The Films (3.5/5)
Jess Franco died a little over one year ago now in April of 2013, as one of the last remaining auteurs of early EuroCult cinema it was a tragic loss, but being in his mid-80's, and having been in declining health for sometime it was hardly unexpected. If one is to find a silver lining in the dark cloud of Franco's tragic passing it would be that over his very long and prolific career the Spanish director left us with over 200 films to explore and to enjoy for decades to come. Prior to his passing his films began to trickle on to the Blu-ray format with Redemption Films releasing his classics Female Vampire and Exorcism on to the format in October of 2012. However, it would be Ascot-Elite Films with their line of Franco Blu-ray's that have been keeping the maestro's work visible, and in very beautiful Blu-ray editions since late 2013. The series is winding down, and we have decided to go back, and review as many of these titles as time allows as these are some of the most gorgeous cult titles on the market, and they offer a great tribute to the late Jess Franco.

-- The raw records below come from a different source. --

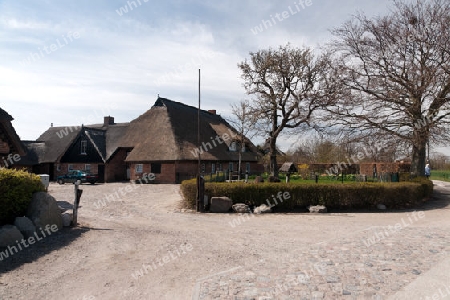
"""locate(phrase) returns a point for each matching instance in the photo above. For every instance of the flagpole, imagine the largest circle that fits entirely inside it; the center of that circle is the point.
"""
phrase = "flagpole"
(200, 181)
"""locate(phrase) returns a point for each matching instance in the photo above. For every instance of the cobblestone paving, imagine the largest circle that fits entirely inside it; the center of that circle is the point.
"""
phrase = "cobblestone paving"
(347, 268)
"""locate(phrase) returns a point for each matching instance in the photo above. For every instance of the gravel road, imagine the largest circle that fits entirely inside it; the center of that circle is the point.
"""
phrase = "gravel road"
(139, 244)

Jack the Ripper was the very first of Jess Franco's that I ever saw on a grey market VHS boot in the late 90's, at the time I had recently discovered the wonderful, weird, and exceedingly violent world of Eurohorror. Franco, at the time Franco was frequently mentioned alongside other Eurohorror luminaries as Fulci, Argento, and Deodato, and I was under the uninformed impression his films would be of a similar nature. At the time I found myself quite disappointed in the film. I revisited the film a number of years later, still not too familiar with Franco, but recently obsessed with the film's star, cinema's favorite psychopath Klaus Kinski who I had discovered during an obsession with the cinema of Werner Herzog. This time I sort of knew what to expect, but was similar unimpressed, coming from the perspective of a fan of Kinski, this was far from the man's best work. His performance while quite good was lost in the bad English dubbing of the time, and although his physical acting in the role was quite menacing, I still gave the film a pass.
Jack the Ripper has a way of not letting go of me, and when Ascot Elite films released the film on Blu-ray in 2013 I knew I would eventually give the film another go. The first time I was unfamiliar with Franco, the second time I was familiar with Kinski, but still not with Franco, the third time I have now viewed over 20 films (which really isn't a lot), by Franco with this in mind I hoped my perception of the film would be different than it was previously. I am happy to report that Franco's Jack the Ripper and I have finally connected, and while I do view it as a largely imperfect film, it is still quite an entertaining and moody venture for Franco.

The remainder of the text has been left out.